The withstand voltage surface treatment film according to claim 1 or 2, wherein the film is formed by performing an oxidation treatment at a temperature of not less than 500C and not more than 500C. 4. A phosphoric acid layer obtained by subjecting a base material to a phosphoric acid treatment,
A surface layer formed by depositing a polyimide resin on the phosphoric acid layer,
A withstand voltage surface treatment film characterized by having: 5. A withstand voltage surface treatment film having a base layer formed by plating a relay iron core as a base material and an oxide film layer formed by oxidizing the surface of the base layer. A relay iron core comprising: 6. A base layer formed by plating a relay iron core as a base material, an oxide layer formed by oxidizing the surface of the base layer, and a polyimide resin formed on the oxide layer.
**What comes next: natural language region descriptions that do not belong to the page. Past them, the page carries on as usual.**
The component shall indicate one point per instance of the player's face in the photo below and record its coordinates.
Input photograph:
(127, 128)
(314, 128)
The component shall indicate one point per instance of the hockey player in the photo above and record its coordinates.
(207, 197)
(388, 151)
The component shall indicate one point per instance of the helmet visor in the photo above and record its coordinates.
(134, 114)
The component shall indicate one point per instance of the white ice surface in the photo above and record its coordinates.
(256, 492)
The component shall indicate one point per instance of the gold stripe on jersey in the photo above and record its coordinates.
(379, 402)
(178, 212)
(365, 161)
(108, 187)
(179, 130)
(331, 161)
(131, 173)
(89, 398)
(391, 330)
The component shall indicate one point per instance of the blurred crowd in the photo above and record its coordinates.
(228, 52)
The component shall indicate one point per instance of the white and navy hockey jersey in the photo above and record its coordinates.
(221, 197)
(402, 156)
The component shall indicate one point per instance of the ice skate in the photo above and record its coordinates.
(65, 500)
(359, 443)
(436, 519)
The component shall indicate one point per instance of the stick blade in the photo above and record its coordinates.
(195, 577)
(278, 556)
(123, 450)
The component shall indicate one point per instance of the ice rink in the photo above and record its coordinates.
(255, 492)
A relay core comprising a withstand voltage surface treatment film having a surface layer formed by vapor deposition. 7. The method according to claim 1, wherein the oxide film layer has a thickness of 300
The relay iron core according to claim 5 or 6, wherein the relay iron core is formed by performing an oxidation treatment at a temperature of not less than 500C and not more than 500C. 8. A relay iron core comprising a withstand voltage surface treatment film having a phosphoric acid layer obtained by subjecting a base material to a phosphoric acid treatment. 9. A phosphoric acid layer obtained by subjecting a substrate to a phosphoric acid treatment,
A surface layer formed by depositing a polyimide resin on the phosphoric acid layer,
A relay iron core comprising a withstand voltage surface treatment film having: 10. The phosphoric acid layer has a thickness of 1 μm or more and 4 μm or more.
m] or less, and the surface layer has a thickness of 1 μm or more and 2 μm or less.
9. A thickness of not more than 0 [μm].
Or the relay iron core according to claim 9.